La legge sui “primari” votata da Partito Democratico e dalla destra, infatti, non ridurrà le fughe dei pazienti fuori dalla Liguria, ma porterà all’aumento delle tariffe per le prestazioni dei primari visto che gli stessi non saranno più vincolati da tariffe fisse per visite ed esami. Questa legge rappresenta un “regalo elettorale” ai primari, un regalo che va nella direzione di una costante privatizzazione della sanità fortemente voluta da Matteo Renzi, un regalo che pagheranno i cittadini liguri, un regalo che rappresenta uno schiaffo ai lavoratori della sanità pubblica che hanno il contratto bloccato da anni. Questa vicenda mette in luce una volta di più la deriva a destra del PD. Anche per questo insieme ad altri stiamo costruendo in Liguria e in Italia una sinistra degna di questo nome.

CGIL, UIL, FIALS  
Una beffa per i cittadini e i lavoratori della sanità.
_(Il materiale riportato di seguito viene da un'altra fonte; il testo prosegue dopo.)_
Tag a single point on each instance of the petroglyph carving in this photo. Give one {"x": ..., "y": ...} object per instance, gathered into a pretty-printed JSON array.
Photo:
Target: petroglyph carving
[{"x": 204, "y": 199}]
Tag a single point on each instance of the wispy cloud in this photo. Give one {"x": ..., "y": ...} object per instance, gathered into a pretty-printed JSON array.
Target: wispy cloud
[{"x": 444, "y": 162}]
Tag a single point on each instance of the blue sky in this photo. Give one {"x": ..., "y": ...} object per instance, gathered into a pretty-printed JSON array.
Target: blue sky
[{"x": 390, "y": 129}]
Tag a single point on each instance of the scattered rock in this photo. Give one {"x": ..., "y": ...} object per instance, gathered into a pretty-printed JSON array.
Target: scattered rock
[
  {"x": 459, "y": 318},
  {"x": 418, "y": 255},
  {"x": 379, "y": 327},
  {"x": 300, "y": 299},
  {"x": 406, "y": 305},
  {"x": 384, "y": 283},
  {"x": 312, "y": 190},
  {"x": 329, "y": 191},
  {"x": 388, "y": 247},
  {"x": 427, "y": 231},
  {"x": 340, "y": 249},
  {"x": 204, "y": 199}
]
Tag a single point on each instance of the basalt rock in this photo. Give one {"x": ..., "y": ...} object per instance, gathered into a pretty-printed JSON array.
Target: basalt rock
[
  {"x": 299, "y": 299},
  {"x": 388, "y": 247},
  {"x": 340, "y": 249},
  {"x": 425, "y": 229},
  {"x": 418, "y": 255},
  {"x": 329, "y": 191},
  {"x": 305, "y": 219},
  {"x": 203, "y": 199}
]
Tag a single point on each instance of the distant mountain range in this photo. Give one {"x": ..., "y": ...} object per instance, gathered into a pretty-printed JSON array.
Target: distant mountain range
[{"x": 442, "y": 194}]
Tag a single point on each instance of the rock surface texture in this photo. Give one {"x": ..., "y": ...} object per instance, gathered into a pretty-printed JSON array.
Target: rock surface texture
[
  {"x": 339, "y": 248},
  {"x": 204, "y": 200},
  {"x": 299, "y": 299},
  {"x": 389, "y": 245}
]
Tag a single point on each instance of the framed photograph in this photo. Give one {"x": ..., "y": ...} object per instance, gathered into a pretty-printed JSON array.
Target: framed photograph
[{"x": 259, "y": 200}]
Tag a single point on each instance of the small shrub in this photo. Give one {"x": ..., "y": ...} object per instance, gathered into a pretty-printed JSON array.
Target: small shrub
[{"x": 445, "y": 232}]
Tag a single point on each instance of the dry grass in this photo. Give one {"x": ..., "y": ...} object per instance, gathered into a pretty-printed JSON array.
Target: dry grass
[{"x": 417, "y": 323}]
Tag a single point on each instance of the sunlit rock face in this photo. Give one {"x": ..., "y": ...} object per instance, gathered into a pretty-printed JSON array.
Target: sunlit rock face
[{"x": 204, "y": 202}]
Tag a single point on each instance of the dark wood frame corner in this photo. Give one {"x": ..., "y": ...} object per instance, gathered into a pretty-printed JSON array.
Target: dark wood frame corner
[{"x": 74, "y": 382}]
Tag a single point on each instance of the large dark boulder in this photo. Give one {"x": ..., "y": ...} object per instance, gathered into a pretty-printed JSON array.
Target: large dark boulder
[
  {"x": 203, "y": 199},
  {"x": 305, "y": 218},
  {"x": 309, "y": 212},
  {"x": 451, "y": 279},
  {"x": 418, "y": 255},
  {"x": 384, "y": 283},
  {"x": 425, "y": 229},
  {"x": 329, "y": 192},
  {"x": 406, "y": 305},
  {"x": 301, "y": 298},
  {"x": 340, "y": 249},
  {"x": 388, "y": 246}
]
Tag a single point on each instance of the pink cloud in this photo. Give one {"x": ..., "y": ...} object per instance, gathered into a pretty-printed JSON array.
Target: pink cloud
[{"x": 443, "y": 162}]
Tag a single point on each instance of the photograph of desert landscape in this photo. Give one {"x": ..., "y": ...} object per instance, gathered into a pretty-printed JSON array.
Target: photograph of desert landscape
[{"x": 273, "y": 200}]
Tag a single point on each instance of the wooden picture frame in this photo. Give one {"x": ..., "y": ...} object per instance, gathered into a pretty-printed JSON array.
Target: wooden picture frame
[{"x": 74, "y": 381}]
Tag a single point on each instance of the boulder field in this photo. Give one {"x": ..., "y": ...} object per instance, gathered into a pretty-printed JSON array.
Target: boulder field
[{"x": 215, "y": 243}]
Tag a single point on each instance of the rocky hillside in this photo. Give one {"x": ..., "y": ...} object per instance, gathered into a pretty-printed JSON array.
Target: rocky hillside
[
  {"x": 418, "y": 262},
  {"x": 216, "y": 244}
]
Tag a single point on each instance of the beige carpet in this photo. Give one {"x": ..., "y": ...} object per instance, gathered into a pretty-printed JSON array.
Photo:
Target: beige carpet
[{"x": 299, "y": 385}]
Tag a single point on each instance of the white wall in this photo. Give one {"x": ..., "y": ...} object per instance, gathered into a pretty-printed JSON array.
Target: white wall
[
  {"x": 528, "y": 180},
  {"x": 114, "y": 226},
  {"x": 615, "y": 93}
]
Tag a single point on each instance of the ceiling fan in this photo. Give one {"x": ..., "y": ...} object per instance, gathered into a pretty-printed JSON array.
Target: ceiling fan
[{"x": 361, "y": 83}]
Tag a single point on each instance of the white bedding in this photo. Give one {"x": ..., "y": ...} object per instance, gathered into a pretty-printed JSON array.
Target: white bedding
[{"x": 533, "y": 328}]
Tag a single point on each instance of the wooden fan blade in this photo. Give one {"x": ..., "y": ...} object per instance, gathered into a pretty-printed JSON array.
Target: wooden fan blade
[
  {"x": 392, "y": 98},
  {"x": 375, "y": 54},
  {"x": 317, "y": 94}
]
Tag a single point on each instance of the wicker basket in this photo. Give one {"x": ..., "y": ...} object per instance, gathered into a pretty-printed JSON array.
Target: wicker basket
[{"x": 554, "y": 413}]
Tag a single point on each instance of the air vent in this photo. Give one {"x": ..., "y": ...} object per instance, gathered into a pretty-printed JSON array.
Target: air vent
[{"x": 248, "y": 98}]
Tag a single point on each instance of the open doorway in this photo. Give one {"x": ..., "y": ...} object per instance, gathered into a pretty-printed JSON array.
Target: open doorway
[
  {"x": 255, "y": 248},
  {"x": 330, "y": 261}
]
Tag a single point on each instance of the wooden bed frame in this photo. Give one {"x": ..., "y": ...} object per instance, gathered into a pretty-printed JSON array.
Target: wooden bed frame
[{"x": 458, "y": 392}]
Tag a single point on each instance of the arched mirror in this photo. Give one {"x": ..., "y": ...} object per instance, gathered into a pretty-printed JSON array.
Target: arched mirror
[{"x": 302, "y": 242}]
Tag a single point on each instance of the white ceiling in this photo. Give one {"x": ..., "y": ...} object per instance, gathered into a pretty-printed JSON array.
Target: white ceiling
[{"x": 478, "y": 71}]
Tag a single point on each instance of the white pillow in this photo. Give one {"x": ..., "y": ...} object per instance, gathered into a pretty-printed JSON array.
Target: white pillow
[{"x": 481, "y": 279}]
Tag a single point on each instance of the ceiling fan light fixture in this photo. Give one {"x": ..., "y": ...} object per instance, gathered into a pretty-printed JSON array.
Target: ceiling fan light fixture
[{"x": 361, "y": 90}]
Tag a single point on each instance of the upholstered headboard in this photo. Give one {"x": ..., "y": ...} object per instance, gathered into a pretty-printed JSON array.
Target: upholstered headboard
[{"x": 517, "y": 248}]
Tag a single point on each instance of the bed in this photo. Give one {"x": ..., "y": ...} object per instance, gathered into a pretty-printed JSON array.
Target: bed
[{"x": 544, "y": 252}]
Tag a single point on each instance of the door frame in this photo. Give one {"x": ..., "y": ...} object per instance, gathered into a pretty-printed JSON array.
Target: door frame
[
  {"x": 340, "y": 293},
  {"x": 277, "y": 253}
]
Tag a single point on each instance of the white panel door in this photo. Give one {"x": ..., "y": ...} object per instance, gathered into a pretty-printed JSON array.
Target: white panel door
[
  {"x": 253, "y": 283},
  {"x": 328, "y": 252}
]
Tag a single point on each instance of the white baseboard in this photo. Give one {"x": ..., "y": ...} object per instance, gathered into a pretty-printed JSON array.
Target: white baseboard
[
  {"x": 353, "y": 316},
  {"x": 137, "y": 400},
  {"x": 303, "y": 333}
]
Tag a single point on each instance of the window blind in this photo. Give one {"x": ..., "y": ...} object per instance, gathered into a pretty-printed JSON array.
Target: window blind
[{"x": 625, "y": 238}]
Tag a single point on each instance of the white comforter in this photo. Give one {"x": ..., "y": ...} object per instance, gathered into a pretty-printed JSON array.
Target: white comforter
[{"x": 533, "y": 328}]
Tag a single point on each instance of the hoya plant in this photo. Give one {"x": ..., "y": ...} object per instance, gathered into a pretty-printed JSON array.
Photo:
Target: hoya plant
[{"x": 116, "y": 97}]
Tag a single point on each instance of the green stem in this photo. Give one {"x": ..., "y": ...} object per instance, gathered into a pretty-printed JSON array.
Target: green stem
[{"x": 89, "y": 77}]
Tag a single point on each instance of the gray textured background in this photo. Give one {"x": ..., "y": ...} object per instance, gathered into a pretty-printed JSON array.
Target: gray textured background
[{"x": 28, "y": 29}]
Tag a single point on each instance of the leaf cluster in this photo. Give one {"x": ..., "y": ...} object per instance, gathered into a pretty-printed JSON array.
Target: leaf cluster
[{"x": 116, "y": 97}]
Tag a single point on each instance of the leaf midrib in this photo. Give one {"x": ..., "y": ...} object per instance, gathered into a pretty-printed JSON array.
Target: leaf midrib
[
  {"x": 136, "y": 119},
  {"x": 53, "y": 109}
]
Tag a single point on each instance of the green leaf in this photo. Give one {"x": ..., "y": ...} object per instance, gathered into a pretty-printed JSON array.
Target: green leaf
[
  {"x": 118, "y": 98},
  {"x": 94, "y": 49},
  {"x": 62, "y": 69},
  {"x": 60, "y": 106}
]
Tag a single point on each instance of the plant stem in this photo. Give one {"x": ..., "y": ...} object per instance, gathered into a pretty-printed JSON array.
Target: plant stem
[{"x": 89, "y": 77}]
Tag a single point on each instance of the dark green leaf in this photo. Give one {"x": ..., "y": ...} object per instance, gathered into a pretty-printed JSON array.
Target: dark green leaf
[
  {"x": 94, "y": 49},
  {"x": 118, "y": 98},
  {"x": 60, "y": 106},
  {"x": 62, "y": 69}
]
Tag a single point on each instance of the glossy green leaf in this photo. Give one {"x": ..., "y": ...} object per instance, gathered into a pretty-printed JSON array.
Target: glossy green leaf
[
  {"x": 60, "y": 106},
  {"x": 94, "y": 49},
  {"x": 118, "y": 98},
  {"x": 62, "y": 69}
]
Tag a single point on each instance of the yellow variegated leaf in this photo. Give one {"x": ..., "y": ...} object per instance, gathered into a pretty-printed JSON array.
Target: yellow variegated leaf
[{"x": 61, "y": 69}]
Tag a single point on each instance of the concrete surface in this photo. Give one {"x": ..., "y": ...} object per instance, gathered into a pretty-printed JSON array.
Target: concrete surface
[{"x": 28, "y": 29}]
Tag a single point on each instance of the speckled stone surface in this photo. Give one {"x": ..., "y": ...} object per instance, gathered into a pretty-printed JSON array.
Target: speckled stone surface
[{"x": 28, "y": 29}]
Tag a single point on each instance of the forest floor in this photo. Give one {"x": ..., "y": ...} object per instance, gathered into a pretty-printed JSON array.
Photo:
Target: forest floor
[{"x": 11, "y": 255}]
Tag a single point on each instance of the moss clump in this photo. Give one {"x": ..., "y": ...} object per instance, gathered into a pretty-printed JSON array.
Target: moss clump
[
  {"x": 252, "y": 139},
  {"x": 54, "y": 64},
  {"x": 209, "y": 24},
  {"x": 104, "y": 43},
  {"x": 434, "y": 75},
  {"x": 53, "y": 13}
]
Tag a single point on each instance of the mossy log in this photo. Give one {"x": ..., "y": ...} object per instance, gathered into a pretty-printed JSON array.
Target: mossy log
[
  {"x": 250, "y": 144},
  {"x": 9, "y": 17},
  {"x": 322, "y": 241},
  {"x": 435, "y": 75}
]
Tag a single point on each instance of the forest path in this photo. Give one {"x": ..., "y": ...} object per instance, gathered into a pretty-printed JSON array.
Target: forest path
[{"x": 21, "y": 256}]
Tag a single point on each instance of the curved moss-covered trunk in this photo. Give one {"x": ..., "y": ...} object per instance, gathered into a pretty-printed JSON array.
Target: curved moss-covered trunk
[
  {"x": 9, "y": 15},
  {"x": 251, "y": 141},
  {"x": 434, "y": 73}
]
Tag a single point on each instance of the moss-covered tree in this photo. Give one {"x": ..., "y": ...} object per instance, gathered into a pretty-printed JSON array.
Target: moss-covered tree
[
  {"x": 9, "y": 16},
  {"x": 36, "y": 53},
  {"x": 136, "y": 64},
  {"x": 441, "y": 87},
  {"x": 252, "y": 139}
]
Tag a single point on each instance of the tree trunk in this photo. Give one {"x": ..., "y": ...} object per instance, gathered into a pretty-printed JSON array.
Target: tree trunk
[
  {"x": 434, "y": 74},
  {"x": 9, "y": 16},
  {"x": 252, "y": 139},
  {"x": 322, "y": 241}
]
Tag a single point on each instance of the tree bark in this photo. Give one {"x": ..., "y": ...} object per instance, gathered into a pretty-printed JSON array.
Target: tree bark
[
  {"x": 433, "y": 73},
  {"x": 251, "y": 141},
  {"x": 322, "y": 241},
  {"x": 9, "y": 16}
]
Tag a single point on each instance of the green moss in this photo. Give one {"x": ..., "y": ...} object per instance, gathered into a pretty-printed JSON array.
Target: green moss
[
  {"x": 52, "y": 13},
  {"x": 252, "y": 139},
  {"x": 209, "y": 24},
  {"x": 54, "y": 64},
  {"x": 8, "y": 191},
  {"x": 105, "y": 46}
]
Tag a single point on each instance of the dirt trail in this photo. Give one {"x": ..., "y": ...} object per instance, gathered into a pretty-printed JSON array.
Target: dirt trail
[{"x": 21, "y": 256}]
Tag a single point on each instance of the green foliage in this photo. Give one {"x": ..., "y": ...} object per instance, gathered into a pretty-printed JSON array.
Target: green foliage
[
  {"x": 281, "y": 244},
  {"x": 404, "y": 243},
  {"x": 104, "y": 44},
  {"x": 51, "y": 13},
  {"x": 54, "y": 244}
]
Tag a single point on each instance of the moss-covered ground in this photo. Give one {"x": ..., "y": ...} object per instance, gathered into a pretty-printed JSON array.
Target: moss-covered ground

Un regalo ai poteri che condizionano le scelte sanitarie, in un momento in cui i territori scontano tagli continui, carenze strutturali e di organico e molti cittadini rinunciano alle cure perché non sono in grado di pagare i ticket. Una risposta corporativa a esigenze di una lobby, la stessa che ha condizionato per anni il funzionamento della sanità ligure, le baronie che hanno voluto una sanità centrata sugli ospedali e si oppongono con forza al potenziamento del territorio. Un provvedimento che rappresenta un vero e proprio attacco ai diritti dei cittadini e al principio stesso di sanità pubblica. Alla Spezia questa ASL ha impiegato decenni per regolamentare la disciplina della libera professione con vantaggi al servizio pubblico attraverso l’unica struttura di Bragarina. Con il provvedimento della Regione si favorisce invece chi non vuole essere controllato, chi tenta di evadere il fisco. Questa norma è una sconfitta per chi, in primis i lavoratori del servizio pubblico, si batte quotidianamente per una sanità universale e di qualità. Anche la motivazione che in questo modo si combatte la mobilità passiva verso altre regioni è risibile: si evitano le fughe dei cittadini con una vera riorganizzazione dei servizi e la presa in carico dei pazienti attraverso servizi di qualità e potenziando la sanità nei territori; l’esempio della Toscana la dice lunga, una regione attrattiva per i cittadini liguri non per i primari, ma proprio per i servizi che funzionano. Non rimarremo certo a guardare, organizzeremo un percorso di mobilitazione per opporci a questo provvedimento e ci faremo promotori di un’iniziativa di legge che regoli questa materia in modo uniforme e vincolante in tutto il territorio nazionale.”